Sunday, January 31, 2010

ahhh... maybe it's easier to mope but whatever

it's really weird to suddenly not be working towards anything. i admit that while not ambitious, i need to achieve things. this is why i often go mad during summers when not working or studying. (but then again, both summer internships in the past drove me nuts too). i also obsess over straight As, but interest and dare i say it, passion, always motivate my choice of classes. and once upon a time back in high school, i even worked out just for the sake of feeling a sense of achievement. gone are those days of total self discipline :P. (i was driven by a system of punishments - no ice cream and $50 deductions in allowance - and reward - ice cream lol).

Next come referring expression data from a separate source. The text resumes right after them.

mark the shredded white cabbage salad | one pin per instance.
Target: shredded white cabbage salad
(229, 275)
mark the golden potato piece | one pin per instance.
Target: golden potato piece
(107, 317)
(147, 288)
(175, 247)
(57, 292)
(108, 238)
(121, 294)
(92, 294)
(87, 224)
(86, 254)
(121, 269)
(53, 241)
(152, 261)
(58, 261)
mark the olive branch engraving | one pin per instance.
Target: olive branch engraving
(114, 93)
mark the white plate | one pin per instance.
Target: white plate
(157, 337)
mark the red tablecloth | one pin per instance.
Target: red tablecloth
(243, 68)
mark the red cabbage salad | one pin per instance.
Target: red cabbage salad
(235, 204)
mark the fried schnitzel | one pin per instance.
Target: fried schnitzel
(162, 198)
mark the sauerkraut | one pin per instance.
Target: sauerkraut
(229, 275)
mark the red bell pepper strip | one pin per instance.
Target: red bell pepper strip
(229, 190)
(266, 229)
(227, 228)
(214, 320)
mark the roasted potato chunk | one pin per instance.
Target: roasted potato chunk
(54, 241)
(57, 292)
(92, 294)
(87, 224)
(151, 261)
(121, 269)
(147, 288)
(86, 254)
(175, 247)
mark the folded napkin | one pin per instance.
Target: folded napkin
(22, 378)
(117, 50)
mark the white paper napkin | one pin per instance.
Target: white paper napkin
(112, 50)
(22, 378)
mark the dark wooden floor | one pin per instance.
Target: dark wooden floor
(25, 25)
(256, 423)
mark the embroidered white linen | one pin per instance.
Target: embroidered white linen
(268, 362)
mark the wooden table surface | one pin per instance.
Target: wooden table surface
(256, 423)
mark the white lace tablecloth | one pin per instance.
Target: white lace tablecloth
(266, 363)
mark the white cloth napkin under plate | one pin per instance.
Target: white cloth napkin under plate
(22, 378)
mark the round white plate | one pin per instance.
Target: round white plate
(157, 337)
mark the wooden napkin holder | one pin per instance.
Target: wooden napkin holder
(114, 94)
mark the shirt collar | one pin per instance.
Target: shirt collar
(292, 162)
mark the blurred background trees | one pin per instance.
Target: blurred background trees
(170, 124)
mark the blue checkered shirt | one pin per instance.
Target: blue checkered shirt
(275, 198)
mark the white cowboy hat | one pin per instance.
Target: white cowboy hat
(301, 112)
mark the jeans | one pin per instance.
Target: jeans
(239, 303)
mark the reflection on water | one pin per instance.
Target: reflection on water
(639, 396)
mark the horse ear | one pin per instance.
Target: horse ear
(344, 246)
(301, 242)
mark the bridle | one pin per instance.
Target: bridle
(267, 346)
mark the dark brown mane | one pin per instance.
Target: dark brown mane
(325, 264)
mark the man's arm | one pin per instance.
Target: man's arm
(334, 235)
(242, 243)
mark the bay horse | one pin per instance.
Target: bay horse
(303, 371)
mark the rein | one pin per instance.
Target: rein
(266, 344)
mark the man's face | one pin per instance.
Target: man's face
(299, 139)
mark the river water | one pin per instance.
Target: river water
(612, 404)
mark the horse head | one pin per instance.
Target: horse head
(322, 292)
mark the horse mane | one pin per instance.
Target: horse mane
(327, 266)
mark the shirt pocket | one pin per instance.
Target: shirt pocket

but lately i don't have any goals. the future lies like a dizzying map of stars, so distant and incomprehensible in its cosmic laws and logic. i'm beginning to lose faith because it seems like i won't get what i want even though we have been working for the past 5 months trying to get it. such perseverance, industry, and moral strength then... ... nothing? why does it have to be this hard? and why do things always seem easier for others? to think about how many applications and essays i've critiqued for others... how many times i set aside my own work to edit another statement on math, biomedical engineering, medicine, environmental science, economics. i really try hard to help my dear friends get into their dream schools and companies. why am i failing now --

i need to learn patience and have faith that things eventually get better. (i know they do. i am just throwing tantrums.) i know i should savour this semester, but part of me just wants to hurry and spend time with you, wherever that may be, because no one inspires me to goodness and wisdom as much as you. compared to you, i'm selfish, immature, vulnerable, impatient, mean. i just want to be around such a person. i'm not in it just for the fun of love, nor for money, pride, or even the security of being in a relationship. you love me the way that i want to be loved, and that is such a rare and beautiful thing.

so what am i saying. well, i'm not really sure. i guess i need some direction. and i need these two weeks to be over and done with.